Enteroviruses, a group of single-stranded RNA viruses, are commonly encountered in infants and children. Coxsackie and echovirus are the main non-polio enteroviruses implicated. Widespread outbreaks are not uncommon, particularly over summer and autumn months. Neonatal sepsis and encephalitis are recognised presentations. In older children, a vague coryzl illness may be the only sequelae. Transmission of the human form is most commonly faeco-oral; respiratory and oral-oral may occur in crowded living conditions. Incubation period is 3–10 days. Infants younger than 10 days are unable to mount a significant immune response and are at higher risk of a serious infection. Overall mortality is extremely low, but greatest in those presenting with neonatal sepsis.1
From a cohort of 2544 neonates over a 20-year period, reported death rate was 11%.2
A history of a maternal febrile illness, often with gastrointestinal symptoms around the time of delivery, is commonly reported in the history. This was not a feature in our case, although one wonders of the significance of the ‘teething toddler’ at home. It is plausible that the first twin infected the second twin and that the infection had been passed on from an unknown, clinically well, source within the hospital or indeed a well-meaning visitor.
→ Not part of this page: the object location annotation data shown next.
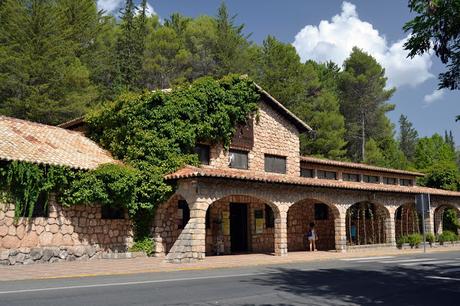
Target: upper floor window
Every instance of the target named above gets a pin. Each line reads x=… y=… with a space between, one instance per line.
x=184 y=213
x=370 y=179
x=328 y=175
x=112 y=212
x=203 y=153
x=305 y=172
x=274 y=163
x=390 y=180
x=350 y=177
x=321 y=211
x=405 y=182
x=238 y=159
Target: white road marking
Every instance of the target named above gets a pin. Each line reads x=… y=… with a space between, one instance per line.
x=427 y=263
x=407 y=260
x=450 y=270
x=134 y=283
x=443 y=278
x=366 y=258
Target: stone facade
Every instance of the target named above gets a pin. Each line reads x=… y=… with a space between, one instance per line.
x=77 y=232
x=273 y=135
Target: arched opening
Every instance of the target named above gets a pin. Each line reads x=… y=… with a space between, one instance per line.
x=240 y=224
x=307 y=211
x=366 y=223
x=407 y=220
x=446 y=218
x=170 y=219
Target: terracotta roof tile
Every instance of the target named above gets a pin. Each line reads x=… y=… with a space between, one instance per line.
x=330 y=162
x=44 y=144
x=190 y=172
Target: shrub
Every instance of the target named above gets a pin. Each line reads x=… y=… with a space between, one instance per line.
x=414 y=240
x=145 y=245
x=447 y=236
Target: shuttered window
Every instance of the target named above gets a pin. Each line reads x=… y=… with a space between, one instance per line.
x=370 y=179
x=274 y=163
x=390 y=180
x=203 y=153
x=305 y=172
x=238 y=159
x=350 y=177
x=327 y=175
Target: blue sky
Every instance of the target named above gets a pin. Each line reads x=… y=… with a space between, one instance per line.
x=327 y=30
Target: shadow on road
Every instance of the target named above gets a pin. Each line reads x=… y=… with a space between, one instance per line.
x=388 y=286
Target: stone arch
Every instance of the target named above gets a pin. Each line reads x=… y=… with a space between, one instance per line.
x=261 y=225
x=167 y=224
x=439 y=212
x=311 y=210
x=368 y=222
x=407 y=220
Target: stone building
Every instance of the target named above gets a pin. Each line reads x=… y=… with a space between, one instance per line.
x=56 y=233
x=260 y=195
Treatment is supportive although bacterial pathogens would inevitably be treated until culture results became available. The role of aciclovir is limited, although its role in herpetic viral meningitis and encephalitis is well proven; therefore, one might argue that until herpes is disproven it is reasonable to treat as such.3
Immunity is type-specific and natural infection confers life-long immunity. Good hand hygiene is important in reducing transmission and infection control strategies for nursing infected infants include isolation and barrier nursing.4
Immunoglobulin may have a role in treatment of severe infections.5
There are case reports describing the neurological sequelae of enterovirus encephalitis in infants which is more severe than isolated meningitis. There are no recent case reports about twins acquiring the infection simultaneously in the newborn period.
This case report highlights:
- The need to always take parental concern seriously and to have a low threshold for screening the non-specifically unwell neonate for infection.
- The virulence of enterovirus between close contacts, which should be taken into account in evaluation of infants with infectious contacts.
- The greatly elevated WCC in CSF, which may result from viral meningitis (as opposed to assuming bacterial meningitis).